Trace evidence is created when objects collide or connect and some material is transferred by friction between them. The term is associated with forensic science and the reconstruction of crimes, often describing how people, places and inanimate things interact with each other. An examination of Broomberg & Chanarin’s work over the past decade unearths an approach to photography that is both anthropological and political in nature, characterised by an inherently investigative quality. The artists use photography as a form of conceptual ethnography, immersing themselves into spaces and situations that reveal evidence, residue or traces of past human presence. With abstracted imagery deliberately lacking a central subject or focal point, their refusal to depict or narrativise has become one of their primary tools for communicating the ineffable in war and conflict.
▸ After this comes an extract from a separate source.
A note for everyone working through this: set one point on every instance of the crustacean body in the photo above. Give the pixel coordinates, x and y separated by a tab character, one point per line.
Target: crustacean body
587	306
Works on display bring to the fore the duo’s constructions of identity and human behaviour and can be understood as surrogates for missing objects or persons. The exhibition title draws directly from a recent work by Broomberg & Chanarin, created in 2015 for the Freud Museum in London, in which they commissioned a police forensics team to gather DNA samples of hairs and other fibres from the rug covering Freud’s couch. These findings were transformed into a large woven tapestry, mirroring the scale and texture of the original, as well as a number of high-resolution radiographic quartz images, all collated under the rubric of Trace Evidence. When the artists were embedded with the British Army in Afghanistan, rather than photographing the landscape or soldiers in combat, they unrolled lengths of photographic paper to ‘record’ abstract moments. Only the titles the artists later assigned to these compositions – The Day Nobody Died or Repatriation (all 2008) – allude to a time, place or death, combining to create an alternative war diary.
The idea of staging, rehearsal and artifice relates to the artists’ on-going interest in German poet Bertold Brecht and his experiments in poetry and theatre, an influence that is also evident in Portable Monuments (2012). Here the artists use coloured blocks as stand-ins for significant events or characters from newspaper photographs, the resulting fictions are vehicles to explore the documentation, dissemination and currency of media imagery.
Subversive investigations into the mainstream continue in American Landscapes (2009), which spotlight the interiors of commercial photography studios across the USA where images are manufactured, again in opposition to the rules of representation. Physical restriction and personal expression are more closely observed in Red House (2006) – photos of marks and drawings made on the walls of a building in Iraq by Kurdish prisoners – the recorded traces of oppression.